I saw this article in the paper this morning and it got me to thinking.
The last thing Lindsey Wilson wants is for people to stop helping victims of Hurricane Katrina.But after her experience last week, she admits it will be hard for her to open up her door -- and her heart.
"I've lost a little faith in humanity," said Wilson, a 22-year-old Georgia State student who was victimized by a Lithonia woman claiming to be an evacuee from New Orleans.
Wilson went to the Red Cross center at Life University in Marietta last Friday hoping to help an evacuee in need of a comfortable place to stay for a while, some food to eat and some clothes to wear.
She found Beretta Jo Hogg, 36, and her 8-year-old son, who had come to the center to claim some of the money being given to people displaced by the storm.

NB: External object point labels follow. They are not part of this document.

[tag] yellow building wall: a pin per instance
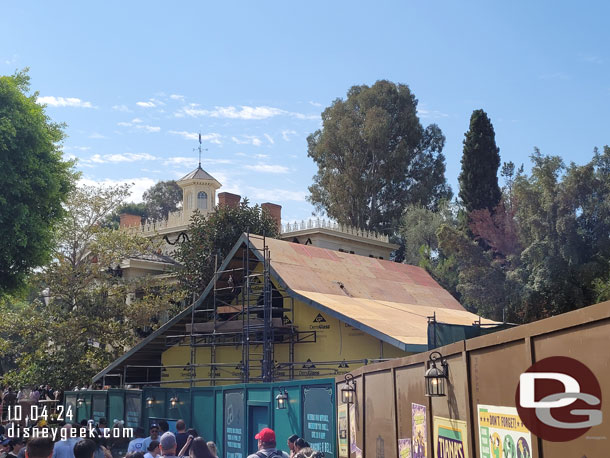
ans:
(336, 341)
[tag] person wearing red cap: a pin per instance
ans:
(267, 447)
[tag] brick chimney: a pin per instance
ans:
(228, 199)
(128, 220)
(275, 211)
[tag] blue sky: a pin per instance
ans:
(136, 81)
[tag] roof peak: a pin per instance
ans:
(198, 174)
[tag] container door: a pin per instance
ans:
(258, 419)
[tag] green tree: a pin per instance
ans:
(374, 158)
(548, 254)
(480, 161)
(89, 314)
(418, 230)
(34, 181)
(114, 220)
(161, 199)
(214, 235)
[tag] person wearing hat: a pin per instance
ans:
(167, 445)
(154, 436)
(15, 445)
(267, 446)
(137, 444)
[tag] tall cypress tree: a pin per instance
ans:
(480, 162)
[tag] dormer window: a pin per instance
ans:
(202, 201)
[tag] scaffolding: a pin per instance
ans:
(244, 309)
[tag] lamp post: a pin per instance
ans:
(435, 377)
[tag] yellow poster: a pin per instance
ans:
(342, 430)
(450, 438)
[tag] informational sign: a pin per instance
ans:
(450, 438)
(133, 410)
(342, 430)
(502, 434)
(352, 428)
(234, 424)
(404, 448)
(318, 412)
(98, 407)
(419, 443)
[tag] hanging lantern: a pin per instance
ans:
(435, 377)
(281, 400)
(348, 392)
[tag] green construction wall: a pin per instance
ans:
(310, 411)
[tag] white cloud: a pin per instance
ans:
(287, 133)
(123, 108)
(555, 76)
(593, 59)
(135, 123)
(211, 137)
(139, 185)
(76, 148)
(117, 158)
(277, 195)
(435, 114)
(64, 102)
(97, 135)
(268, 168)
(148, 128)
(181, 161)
(243, 112)
(248, 140)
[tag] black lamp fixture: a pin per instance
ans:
(348, 392)
(281, 400)
(435, 377)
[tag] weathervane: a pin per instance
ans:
(200, 149)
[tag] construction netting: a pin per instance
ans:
(440, 334)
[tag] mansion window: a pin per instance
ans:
(202, 201)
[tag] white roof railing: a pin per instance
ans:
(318, 223)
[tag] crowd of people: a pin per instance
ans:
(267, 447)
(159, 443)
(27, 396)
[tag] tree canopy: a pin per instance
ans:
(34, 181)
(162, 198)
(83, 313)
(546, 253)
(480, 161)
(215, 235)
(374, 158)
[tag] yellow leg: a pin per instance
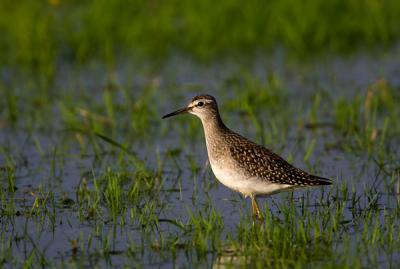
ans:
(256, 210)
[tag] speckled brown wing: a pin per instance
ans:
(260, 162)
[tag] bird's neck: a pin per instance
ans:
(214, 130)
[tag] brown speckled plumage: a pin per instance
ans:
(254, 160)
(240, 164)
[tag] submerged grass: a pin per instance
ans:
(87, 182)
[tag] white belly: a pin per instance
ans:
(247, 186)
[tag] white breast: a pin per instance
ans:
(237, 181)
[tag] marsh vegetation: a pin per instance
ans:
(92, 177)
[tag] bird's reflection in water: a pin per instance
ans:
(231, 260)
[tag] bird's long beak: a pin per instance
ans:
(179, 111)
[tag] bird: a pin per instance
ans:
(242, 165)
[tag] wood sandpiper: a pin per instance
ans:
(240, 164)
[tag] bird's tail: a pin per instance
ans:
(321, 181)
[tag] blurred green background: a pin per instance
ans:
(40, 33)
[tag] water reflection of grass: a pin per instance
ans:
(88, 168)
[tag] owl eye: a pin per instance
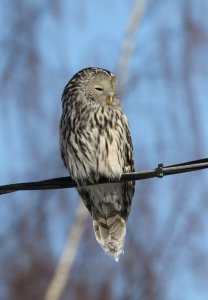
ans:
(98, 88)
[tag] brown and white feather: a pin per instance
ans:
(95, 142)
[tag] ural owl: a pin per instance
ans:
(95, 142)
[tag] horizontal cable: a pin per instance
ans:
(68, 182)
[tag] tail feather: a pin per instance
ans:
(110, 233)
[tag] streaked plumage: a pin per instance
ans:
(95, 142)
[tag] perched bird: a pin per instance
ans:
(95, 142)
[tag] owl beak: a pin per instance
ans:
(109, 100)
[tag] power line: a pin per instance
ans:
(67, 182)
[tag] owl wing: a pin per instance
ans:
(128, 186)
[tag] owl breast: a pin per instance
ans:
(97, 149)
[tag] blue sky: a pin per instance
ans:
(166, 104)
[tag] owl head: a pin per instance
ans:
(99, 86)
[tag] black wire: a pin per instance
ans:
(67, 182)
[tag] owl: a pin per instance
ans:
(95, 142)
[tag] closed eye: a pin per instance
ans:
(99, 89)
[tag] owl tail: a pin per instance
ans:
(110, 231)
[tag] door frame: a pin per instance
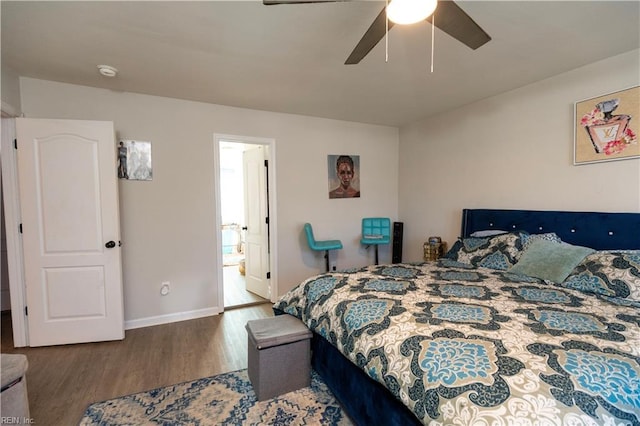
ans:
(270, 154)
(12, 214)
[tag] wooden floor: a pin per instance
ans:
(63, 380)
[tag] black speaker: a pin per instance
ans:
(396, 254)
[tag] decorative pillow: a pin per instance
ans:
(498, 252)
(550, 260)
(610, 273)
(527, 239)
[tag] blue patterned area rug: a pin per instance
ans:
(226, 399)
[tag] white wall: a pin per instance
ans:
(168, 223)
(514, 150)
(10, 91)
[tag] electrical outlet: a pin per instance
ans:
(165, 288)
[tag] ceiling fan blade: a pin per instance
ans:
(274, 2)
(369, 40)
(454, 21)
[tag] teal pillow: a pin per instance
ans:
(550, 260)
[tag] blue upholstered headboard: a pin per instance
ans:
(600, 231)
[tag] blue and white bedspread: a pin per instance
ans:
(461, 345)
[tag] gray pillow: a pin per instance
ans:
(550, 260)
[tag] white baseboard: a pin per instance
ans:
(169, 318)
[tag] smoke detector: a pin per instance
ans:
(107, 70)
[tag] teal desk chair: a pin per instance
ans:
(325, 245)
(376, 231)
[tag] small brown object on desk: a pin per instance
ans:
(434, 249)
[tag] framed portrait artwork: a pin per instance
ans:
(344, 176)
(606, 127)
(134, 160)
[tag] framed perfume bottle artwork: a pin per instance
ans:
(606, 127)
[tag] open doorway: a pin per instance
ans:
(243, 220)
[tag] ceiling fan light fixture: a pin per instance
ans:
(407, 12)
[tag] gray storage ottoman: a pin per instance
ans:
(279, 355)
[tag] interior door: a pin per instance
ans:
(256, 222)
(71, 230)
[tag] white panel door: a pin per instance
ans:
(71, 230)
(256, 234)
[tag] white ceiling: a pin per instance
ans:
(290, 58)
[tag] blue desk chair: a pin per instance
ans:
(325, 245)
(376, 231)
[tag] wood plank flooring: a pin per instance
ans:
(63, 380)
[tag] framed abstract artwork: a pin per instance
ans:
(606, 127)
(344, 179)
(134, 160)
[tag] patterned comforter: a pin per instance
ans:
(461, 345)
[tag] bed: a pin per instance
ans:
(488, 335)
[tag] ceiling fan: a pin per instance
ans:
(451, 19)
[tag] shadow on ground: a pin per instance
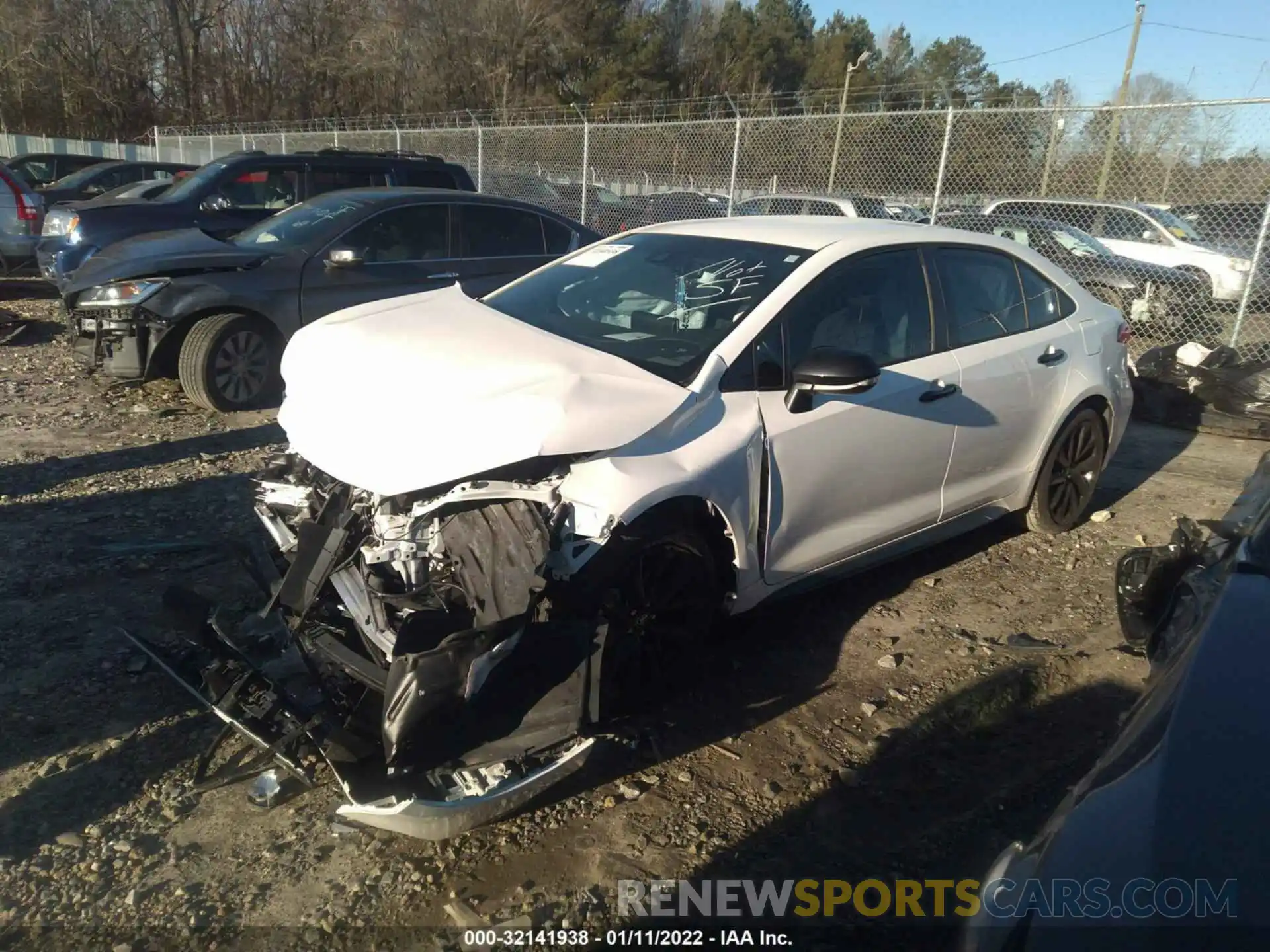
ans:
(984, 767)
(71, 573)
(22, 479)
(26, 290)
(88, 791)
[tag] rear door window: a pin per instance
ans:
(1122, 223)
(37, 172)
(499, 231)
(824, 208)
(870, 207)
(321, 180)
(425, 178)
(982, 295)
(413, 233)
(270, 187)
(1014, 233)
(559, 238)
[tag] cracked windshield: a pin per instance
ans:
(661, 301)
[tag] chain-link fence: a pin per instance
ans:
(1160, 210)
(18, 143)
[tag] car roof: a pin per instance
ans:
(1100, 202)
(816, 231)
(997, 220)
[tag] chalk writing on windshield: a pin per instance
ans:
(719, 284)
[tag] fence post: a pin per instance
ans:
(480, 151)
(586, 157)
(1056, 126)
(736, 155)
(1257, 255)
(944, 163)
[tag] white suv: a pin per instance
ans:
(1143, 233)
(837, 206)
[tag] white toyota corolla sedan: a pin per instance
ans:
(659, 428)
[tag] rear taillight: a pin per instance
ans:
(27, 210)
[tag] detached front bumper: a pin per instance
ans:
(18, 253)
(58, 259)
(120, 340)
(439, 694)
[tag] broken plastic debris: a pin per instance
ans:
(265, 790)
(1023, 639)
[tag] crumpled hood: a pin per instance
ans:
(159, 254)
(417, 391)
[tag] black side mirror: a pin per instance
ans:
(345, 258)
(216, 204)
(826, 371)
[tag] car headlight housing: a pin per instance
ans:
(121, 294)
(60, 222)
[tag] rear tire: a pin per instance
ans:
(1070, 474)
(229, 362)
(1206, 280)
(1111, 298)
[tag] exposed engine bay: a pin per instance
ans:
(415, 644)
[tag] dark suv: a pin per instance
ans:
(229, 194)
(218, 314)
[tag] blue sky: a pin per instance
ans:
(1006, 30)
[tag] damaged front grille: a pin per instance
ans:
(431, 677)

Wilson invited Hogg and her son to stay in her apartment in Vinings.
But, Cobb County police say, Hogg's story was a hoax.
She actually had been living in Lithonia and then an apartment in Stone Mountain before being evicted two weeks ago, according to an employee at the apartment complex who identified herself as Tiffany.
Hogg was charged with the felony of theft by deception for accepting $1,300 set aside for hurricane victims from the Red Cross, police said. She remained in the Cobb County Jail on Tuesday on $2,850 bond.
Clearly, the people who have been forced from their homes by the disastrous force of Hurricane Katrina are in need of help due to circumstances beyond their control. Society at large seems to be generally agreed that it is a good and worthy thing to help these folks.
But what is Hogg's excuse? We don't know. All we know is that she had been evicted and had no place to stay and quite likely very little money (after all, if she'd had money she would have paid the rent, right?). But this poor, desparate woman with her 8-year-old-son were clearly not worthy of being helped. As she watched other people who had been battered by the vagaries of life getting help freely and generously she was on the street with her child with no where to go.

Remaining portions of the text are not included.